Un ricordo personale. In terza media fu inserita nella mia sezione una ragazza che era nata e vissuta fino ad allora (dodici anni) negli Stati Uniti, a New York e grande fu lo stupore di noi colleghi e della docente di lingua che non sapesse una parola d’inglese, neppure good morning. Aveva studiato in una scuola italiana e vissuto in un quartiere dove non era necessario parlare inglese. Oggi c’è chi pretende di attribuire la cittadinanza a chi non conosce la nostra lingua, immaginiamo se conosce la nostra storia e i nostri valori.
Questi esempi chiariscono un aspetto che nella confusione delle idee viene ignorato. È giusto riconoscere a chi vive e studia in Italia i diritti degli italiani quanto all’assistenza sanitaria, alla scuola, alla partecipazione alle attività sportive. Diverso è il diritto di cittadinanza. Che va richiesto. Conosco persone che hanno studiato all’estero, in prestigiose scuole francesi, tedesche o inglesi e non hanno assunto la cittadinanza nonostante la lunga permanenza in quei paesi. Ugualmente conosco professionisti che da anni lavorano all’estero e che non hanno chiesto la cittadinanza di quel paese.
Né può convincere alla concessione della cittadinanza in assenza di una richiesta suffragata da un evidente rispetto della nostra identità quanto ai valori civili che sappiamo non condivisi da comunità che, ad esempio, negano diritti alle donne, i richiami alle esigenze dei fondi pensioni in una realtà che, purtroppo, vede una riduzione delle nascite.
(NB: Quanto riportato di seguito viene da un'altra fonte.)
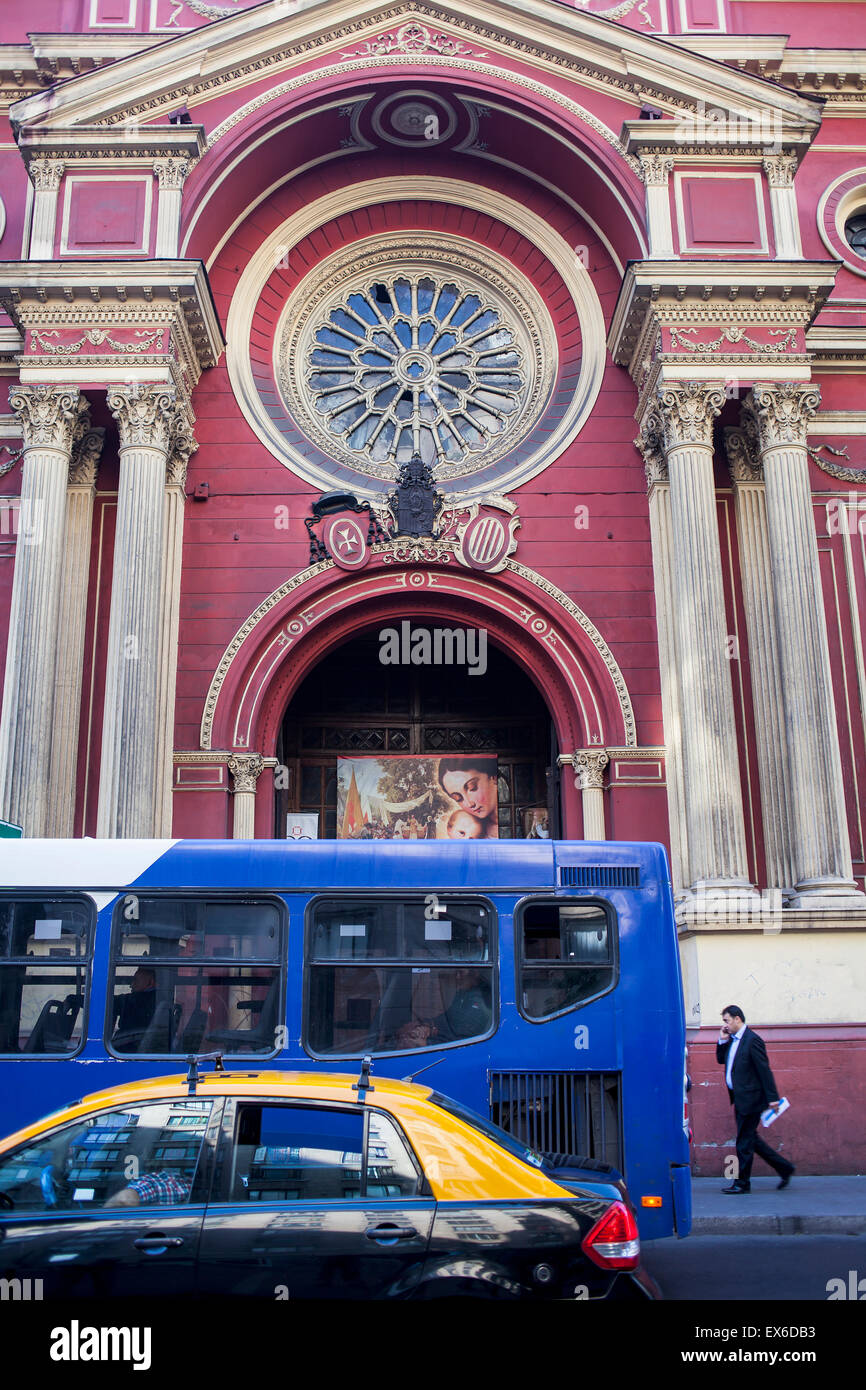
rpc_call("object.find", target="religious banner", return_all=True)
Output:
[336,753,499,840]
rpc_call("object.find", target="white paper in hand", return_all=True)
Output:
[760,1095,791,1129]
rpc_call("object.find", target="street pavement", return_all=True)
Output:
[692,1175,866,1239]
[641,1239,866,1301]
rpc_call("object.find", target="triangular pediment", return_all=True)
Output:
[11,0,820,143]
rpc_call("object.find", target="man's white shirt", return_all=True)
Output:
[724,1024,745,1090]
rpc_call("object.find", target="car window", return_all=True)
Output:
[229,1105,364,1202]
[228,1104,423,1202]
[0,1099,213,1212]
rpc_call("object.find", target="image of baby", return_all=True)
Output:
[445,810,484,840]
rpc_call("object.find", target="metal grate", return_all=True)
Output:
[559,865,641,888]
[489,1072,623,1172]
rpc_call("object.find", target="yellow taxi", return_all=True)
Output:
[0,1059,657,1300]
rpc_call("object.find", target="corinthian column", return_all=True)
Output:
[153,425,197,838]
[0,386,89,837]
[99,384,190,838]
[641,381,751,895]
[744,381,863,906]
[46,430,106,838]
[228,753,264,840]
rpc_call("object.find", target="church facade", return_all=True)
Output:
[0,0,866,1175]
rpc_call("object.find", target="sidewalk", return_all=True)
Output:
[692,1175,866,1236]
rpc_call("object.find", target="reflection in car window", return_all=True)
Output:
[0,1099,213,1212]
[306,895,495,1056]
[231,1105,364,1202]
[106,894,282,1056]
[516,899,614,1019]
[0,895,95,1056]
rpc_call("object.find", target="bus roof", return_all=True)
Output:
[0,838,669,892]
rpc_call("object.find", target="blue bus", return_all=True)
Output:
[0,840,691,1240]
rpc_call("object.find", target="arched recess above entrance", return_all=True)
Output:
[200,560,637,756]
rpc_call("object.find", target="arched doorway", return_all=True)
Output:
[274,623,560,838]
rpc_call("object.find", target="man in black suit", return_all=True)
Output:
[716,1004,795,1193]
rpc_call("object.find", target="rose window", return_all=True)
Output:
[304,274,528,468]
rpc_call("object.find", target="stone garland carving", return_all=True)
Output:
[742,381,822,452]
[153,158,189,189]
[28,158,65,193]
[8,385,90,455]
[68,427,106,488]
[670,325,796,357]
[763,154,796,188]
[569,749,610,791]
[228,753,264,792]
[31,328,164,356]
[806,443,866,482]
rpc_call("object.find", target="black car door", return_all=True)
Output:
[199,1098,435,1300]
[0,1099,222,1298]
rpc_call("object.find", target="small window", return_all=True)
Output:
[517,901,614,1020]
[229,1105,364,1202]
[106,894,285,1056]
[304,894,495,1056]
[0,895,95,1056]
[0,1099,213,1212]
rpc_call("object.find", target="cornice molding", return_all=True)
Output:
[11,0,817,134]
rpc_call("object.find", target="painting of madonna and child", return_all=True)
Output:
[336,753,499,840]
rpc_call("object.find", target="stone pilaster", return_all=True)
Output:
[154,416,197,838]
[635,438,691,894]
[228,753,264,840]
[46,430,106,838]
[153,158,189,259]
[571,748,610,840]
[641,382,751,895]
[28,158,65,260]
[638,154,676,259]
[763,154,803,260]
[744,382,863,906]
[724,428,795,888]
[0,385,89,837]
[99,384,185,838]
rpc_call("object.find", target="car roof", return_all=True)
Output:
[0,1070,432,1152]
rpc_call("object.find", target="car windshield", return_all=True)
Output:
[430,1091,550,1169]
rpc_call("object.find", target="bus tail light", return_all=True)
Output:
[581,1202,641,1269]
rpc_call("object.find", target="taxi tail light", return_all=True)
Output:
[581,1202,641,1269]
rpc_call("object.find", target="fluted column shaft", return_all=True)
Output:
[646,466,691,892]
[228,753,264,840]
[0,386,88,837]
[744,382,862,902]
[642,382,751,894]
[99,385,194,838]
[44,430,106,838]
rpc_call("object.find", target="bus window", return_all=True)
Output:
[304,895,495,1056]
[0,894,95,1056]
[106,894,285,1056]
[516,899,616,1022]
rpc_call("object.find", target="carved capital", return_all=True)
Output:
[228,753,264,791]
[570,748,610,791]
[638,154,674,188]
[107,382,178,455]
[656,381,724,455]
[723,420,763,482]
[28,158,67,193]
[70,428,106,488]
[8,386,90,456]
[763,154,796,188]
[153,158,189,189]
[742,381,822,453]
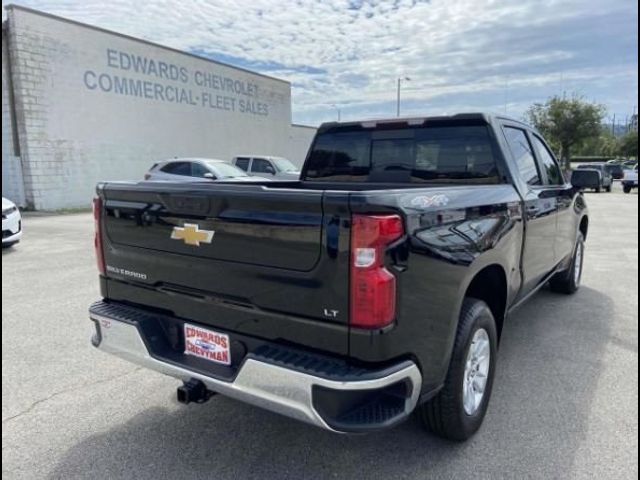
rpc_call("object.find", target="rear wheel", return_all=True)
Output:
[549,232,584,295]
[418,298,498,441]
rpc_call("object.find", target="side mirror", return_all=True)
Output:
[571,170,600,190]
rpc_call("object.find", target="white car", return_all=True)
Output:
[2,197,22,248]
[232,155,300,180]
[144,158,266,182]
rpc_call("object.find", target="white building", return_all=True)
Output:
[2,5,315,210]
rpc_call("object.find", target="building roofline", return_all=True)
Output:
[3,3,291,86]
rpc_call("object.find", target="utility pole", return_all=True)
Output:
[504,75,509,115]
[396,77,411,117]
[331,103,340,121]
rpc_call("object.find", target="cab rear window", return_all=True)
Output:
[305,125,500,184]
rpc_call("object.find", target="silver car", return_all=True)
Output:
[232,155,300,180]
[144,158,266,182]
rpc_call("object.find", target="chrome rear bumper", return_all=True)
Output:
[90,302,422,432]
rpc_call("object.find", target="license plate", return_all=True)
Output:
[184,323,231,365]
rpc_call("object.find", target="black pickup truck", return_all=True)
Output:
[90,114,589,440]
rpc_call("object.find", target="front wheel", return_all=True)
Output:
[417,298,498,441]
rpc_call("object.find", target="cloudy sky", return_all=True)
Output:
[3,0,638,125]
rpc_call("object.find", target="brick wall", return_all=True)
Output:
[3,6,291,210]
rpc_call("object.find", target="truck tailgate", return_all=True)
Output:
[99,182,349,353]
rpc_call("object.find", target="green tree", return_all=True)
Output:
[618,131,638,158]
[526,95,606,170]
[572,126,619,157]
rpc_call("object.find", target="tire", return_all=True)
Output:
[417,298,498,441]
[549,232,584,295]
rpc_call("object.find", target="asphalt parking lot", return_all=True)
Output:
[2,187,638,480]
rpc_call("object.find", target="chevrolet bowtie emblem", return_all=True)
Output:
[171,223,215,247]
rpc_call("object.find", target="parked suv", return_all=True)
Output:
[622,163,638,193]
[578,163,613,193]
[233,155,300,180]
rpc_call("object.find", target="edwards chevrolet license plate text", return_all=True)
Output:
[184,323,231,365]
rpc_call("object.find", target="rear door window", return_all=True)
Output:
[161,162,191,177]
[533,135,564,185]
[305,123,500,184]
[236,158,249,172]
[251,158,273,173]
[191,162,211,177]
[504,127,542,185]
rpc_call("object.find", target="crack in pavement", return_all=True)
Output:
[2,367,142,426]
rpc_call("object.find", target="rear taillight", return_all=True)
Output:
[349,215,404,328]
[93,197,105,275]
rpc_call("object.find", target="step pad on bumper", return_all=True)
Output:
[89,302,422,432]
Perché è evidente che coloro che lavorano in Italia contribuiscono alle entrate fiscali ed a quelle contributive indipendentemente dalla cittadinanza.
In conclusione, c’è molta confusione di idee per quella scarsa riflessione alla quale il Direttore Belpietro invita tutti e per un certo velleitarismo agostano stimolato dal desiderio di apparire, un sentimento naturale che in politica, e nella vita, a volte è pericoloso.